Before we begin, first may I say thank you to those who linked up last week. We had some lovely Gingerbread Biscuits from The Adventures of Jack Jack and The Beesley Buzz tell us all about their fantastic day of Making Lunch Exciting with Actimal Kids. Thank you both for joining in and sharing your cooking experiences.
It's so easy to join in, just tell us about some cooking that you have done with your children, link up posts old or new. I store all posts on my Pinterest Board and also tweet any posts linked up as well as mention them here on Kids in the Kitchen. So do please come and join us.

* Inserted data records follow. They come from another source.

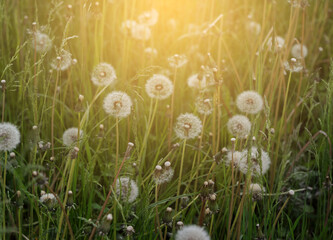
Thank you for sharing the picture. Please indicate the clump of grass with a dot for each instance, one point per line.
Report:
(228, 105)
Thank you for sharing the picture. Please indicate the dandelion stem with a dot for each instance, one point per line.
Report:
(52, 115)
(171, 110)
(156, 211)
(127, 153)
(180, 174)
(4, 197)
(3, 102)
(277, 217)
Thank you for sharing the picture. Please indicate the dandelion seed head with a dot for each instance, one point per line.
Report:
(249, 102)
(192, 232)
(177, 61)
(235, 157)
(127, 26)
(127, 189)
(117, 104)
(256, 188)
(298, 49)
(239, 126)
(199, 82)
(159, 87)
(254, 27)
(103, 74)
(275, 45)
(63, 61)
(9, 137)
(204, 105)
(294, 65)
(140, 32)
(148, 18)
(40, 42)
(188, 126)
(151, 52)
(70, 136)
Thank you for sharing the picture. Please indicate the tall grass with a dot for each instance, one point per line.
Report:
(298, 107)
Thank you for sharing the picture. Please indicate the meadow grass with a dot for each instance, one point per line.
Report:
(294, 127)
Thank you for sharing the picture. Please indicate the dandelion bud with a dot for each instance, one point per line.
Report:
(291, 192)
(70, 200)
(167, 218)
(180, 225)
(176, 145)
(49, 200)
(211, 182)
(3, 85)
(109, 217)
(184, 202)
(130, 231)
(104, 227)
(208, 211)
(167, 165)
(81, 98)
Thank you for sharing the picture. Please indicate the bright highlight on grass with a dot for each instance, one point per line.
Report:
(185, 120)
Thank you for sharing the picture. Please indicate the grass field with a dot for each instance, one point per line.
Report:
(155, 119)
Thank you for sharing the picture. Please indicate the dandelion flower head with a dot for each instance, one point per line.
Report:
(159, 86)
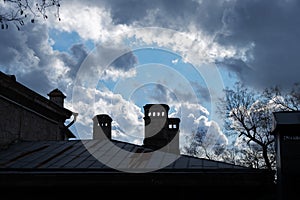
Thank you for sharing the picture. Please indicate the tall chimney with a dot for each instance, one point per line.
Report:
(102, 127)
(57, 97)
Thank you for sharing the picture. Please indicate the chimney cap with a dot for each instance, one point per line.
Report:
(56, 93)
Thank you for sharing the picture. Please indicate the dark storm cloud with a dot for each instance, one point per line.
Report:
(175, 14)
(274, 28)
(21, 55)
(74, 59)
(125, 62)
(28, 55)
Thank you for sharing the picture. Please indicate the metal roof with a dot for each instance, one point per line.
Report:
(101, 155)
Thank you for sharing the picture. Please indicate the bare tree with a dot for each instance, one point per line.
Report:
(285, 100)
(17, 12)
(248, 115)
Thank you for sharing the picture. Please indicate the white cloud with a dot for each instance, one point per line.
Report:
(127, 117)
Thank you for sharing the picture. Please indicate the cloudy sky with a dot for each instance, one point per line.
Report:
(114, 56)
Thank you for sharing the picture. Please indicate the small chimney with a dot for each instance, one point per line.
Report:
(57, 97)
(102, 127)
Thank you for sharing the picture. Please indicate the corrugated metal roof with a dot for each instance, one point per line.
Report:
(287, 117)
(101, 155)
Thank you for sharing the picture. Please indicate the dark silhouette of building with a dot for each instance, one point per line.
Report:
(287, 143)
(26, 115)
(44, 164)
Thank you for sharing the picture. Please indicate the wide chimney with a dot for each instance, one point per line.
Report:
(57, 97)
(161, 132)
(102, 127)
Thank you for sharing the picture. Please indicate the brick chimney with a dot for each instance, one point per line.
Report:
(57, 97)
(161, 132)
(102, 127)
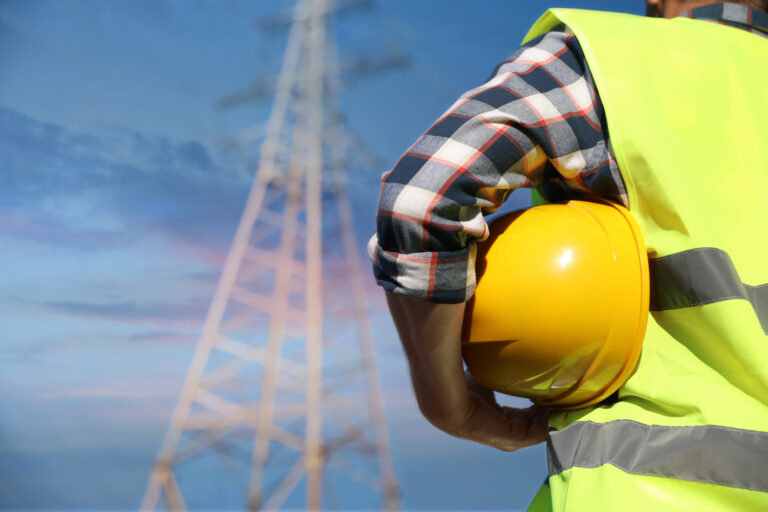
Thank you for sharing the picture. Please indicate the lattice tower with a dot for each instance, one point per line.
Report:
(283, 390)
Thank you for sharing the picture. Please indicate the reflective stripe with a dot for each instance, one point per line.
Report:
(708, 454)
(702, 276)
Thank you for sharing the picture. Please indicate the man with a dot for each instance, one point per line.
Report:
(687, 431)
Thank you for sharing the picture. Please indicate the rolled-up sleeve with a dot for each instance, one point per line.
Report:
(537, 120)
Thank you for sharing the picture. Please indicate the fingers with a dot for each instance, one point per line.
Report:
(529, 426)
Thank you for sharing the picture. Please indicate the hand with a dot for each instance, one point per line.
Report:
(505, 428)
(431, 337)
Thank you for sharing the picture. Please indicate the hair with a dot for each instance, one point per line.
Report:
(761, 5)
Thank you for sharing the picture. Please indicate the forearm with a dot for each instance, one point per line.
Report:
(431, 337)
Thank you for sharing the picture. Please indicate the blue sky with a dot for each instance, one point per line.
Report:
(120, 192)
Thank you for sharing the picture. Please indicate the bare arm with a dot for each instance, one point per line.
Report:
(431, 337)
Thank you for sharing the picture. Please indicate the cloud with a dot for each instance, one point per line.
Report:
(154, 313)
(75, 189)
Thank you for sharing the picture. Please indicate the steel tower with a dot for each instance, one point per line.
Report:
(283, 389)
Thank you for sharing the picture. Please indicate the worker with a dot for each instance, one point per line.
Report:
(666, 115)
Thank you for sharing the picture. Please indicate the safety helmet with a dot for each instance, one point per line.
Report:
(561, 304)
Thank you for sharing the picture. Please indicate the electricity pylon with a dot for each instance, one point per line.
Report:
(283, 388)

Steak Pie and Apple and Blackberry Tart.
I have two recipes for you this week, but first I will tell you how I make my shortcrust pastry.
Ingredients:A basic way of remembering shortcrust is 'half fat to flour' which is the method my gran always used.
however, you can change this a little and choose which fat to use.
To make a large pie:
250g plain flour
70g cold unsalted butter
50g cold vegetable fat (lard)
100ml ice cold water
The Little Man had much fun measuring all the ingredients.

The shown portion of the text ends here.